Before Sean John, Fubu, Mecca, he was the voice of Uber Gear. At the height of his career, his label earned $25 million in sales annually, but his career was cut short when Smith died suddenly of AIDS-related complications in 1987 at 39. He was unaware when and where he contracted the deadly, then vital disease at the time, and Smith was openly gay.

Leaving behind a legacy of being an innovator of Urban Wear and a legend of African American designer that was the first to invent what we know as "Street Wear."

Dapper Dan

Daniel Day (born August 8, 1944), known as Dapper Dan, is an American fashion designer and haberdasher from Harlem, New York. His influential Store, Dapper Dan's Boutique, operated from 1982–92 and is most associated with introducing high fashion to the hip hop world, with his clients, including Eric B. & Rakim, Salt-N-Pepa LL Cool J, and Jay-Z. In 2017, he launched a fashion line with Gucci, with which he opened a second store and atelier, Dapper Dan's of Harlem, in 2018.

In 1974, he decided to be a clothier and first sold busted/Stolen clothing out of his ca Dapper Dan's Boutique, located on 125th Street between Madison and Fifth Avenues. It opened in 1982 24 hours a day, seven days a week.

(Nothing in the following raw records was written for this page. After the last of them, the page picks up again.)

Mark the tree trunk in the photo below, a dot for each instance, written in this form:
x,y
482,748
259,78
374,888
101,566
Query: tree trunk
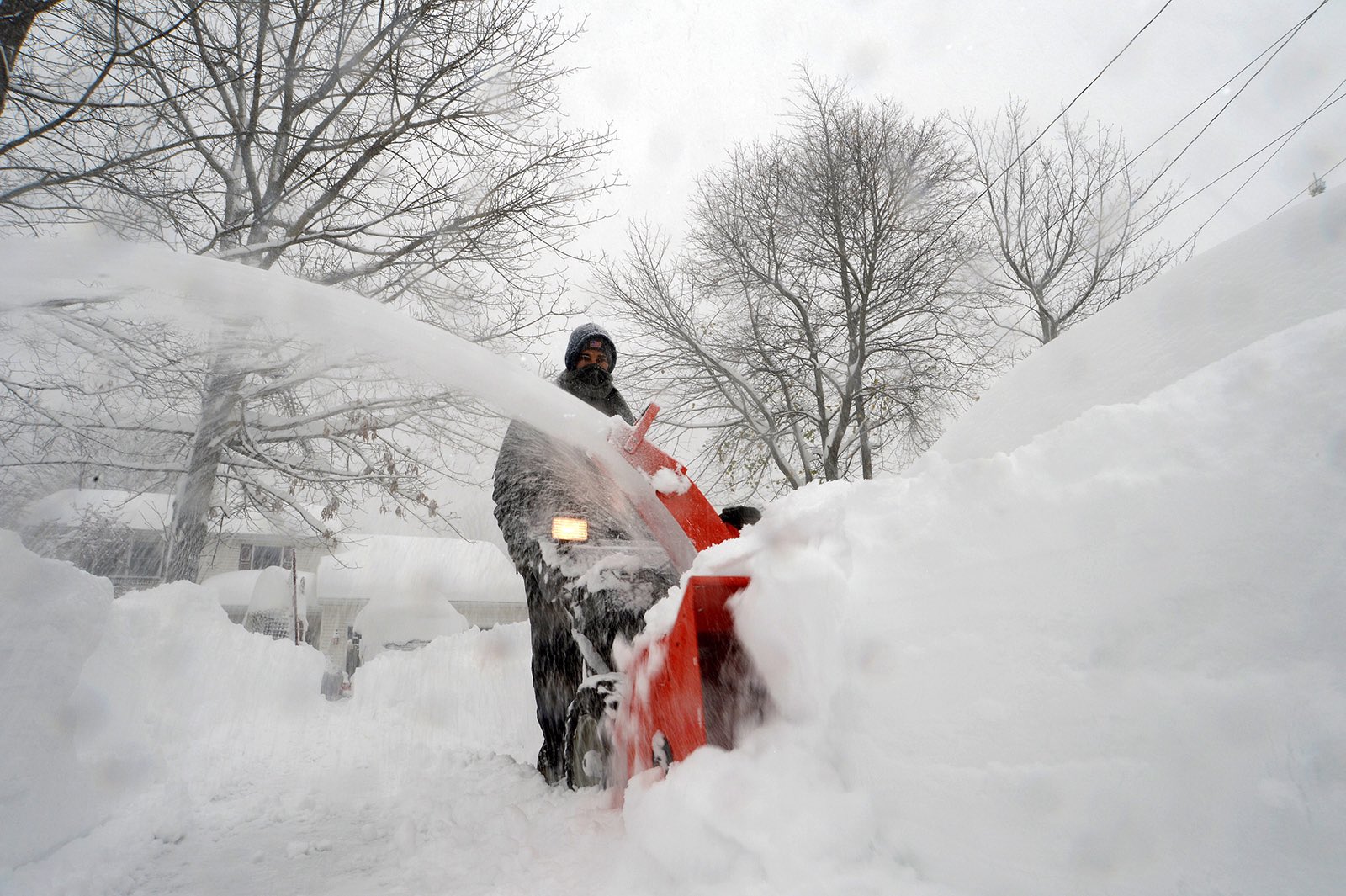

Mike Tyson's infamous fight with Mitch Green in front of Dapper Dan's Store on 125th in Harlem on August 24, 1988, made headlines on Monday Night Football, turning his local infamy as a streetwear designer into national notoriety. At this moment, Sonia Sotomayor and Fendi were led to shutting his operations down for good.

Being opened 24/7 caused a real problem for Dan one evening, brought some unwanted attention, that put his Store on the front page of the New York Times, and of the feds soon got evolved when Mike Tyson was involved in a street fight with former opponent Mitch Greenback in 1988, which left the boxing legend fearing he had killed his bitter rival before fleeing in his Rolls Royce.

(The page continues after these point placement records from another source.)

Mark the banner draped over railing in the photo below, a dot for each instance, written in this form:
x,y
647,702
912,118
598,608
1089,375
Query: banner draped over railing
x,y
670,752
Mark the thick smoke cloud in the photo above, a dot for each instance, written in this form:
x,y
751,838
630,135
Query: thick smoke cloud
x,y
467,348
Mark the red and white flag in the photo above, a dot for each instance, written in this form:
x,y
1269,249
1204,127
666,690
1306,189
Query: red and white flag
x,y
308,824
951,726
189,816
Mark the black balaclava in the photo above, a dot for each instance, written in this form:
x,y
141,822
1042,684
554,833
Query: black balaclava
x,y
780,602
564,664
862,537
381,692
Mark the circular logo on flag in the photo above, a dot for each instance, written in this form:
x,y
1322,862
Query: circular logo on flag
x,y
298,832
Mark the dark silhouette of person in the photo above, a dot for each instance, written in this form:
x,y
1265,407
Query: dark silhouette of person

It was the beginning of the end of an era when clients such as ll cool j, Salt-N-Pepa, Bobby Brown, Drug dealer Alpo Martez and Rapper Big Daddy Kane used Dapper Dan as their stylist. He was a Hip-Hop pioneer who influenced the streets and the runway.

After being shut down, Dapper went underground for over 30yrs. Gucci's AW17 Cruise collection in 2017 copied a custom piece he did for Olympic gold medal winner Diane Dixon, who owned the original version of a Large, over-the-top Puffy sleeve Puffer jacket.

Dapper Dan decided to pursue a lawsuit. 1989 designed for Dixon set off a ball of controversy of misappropriation of culture. Gucci's newest designer/ creative director Alessandro Michele viewed the copy as paying homage.

Since 2017 Dapper Dan has been a part of the Gucci creative design team. He has been invited to MET Gala Ball and has his own custom Gucci shop in Harlem, New York, where it all started.

Dan is included in Time's 100 Most Influential People of 2020. In addition, day's memoir was published by Random House in 2019.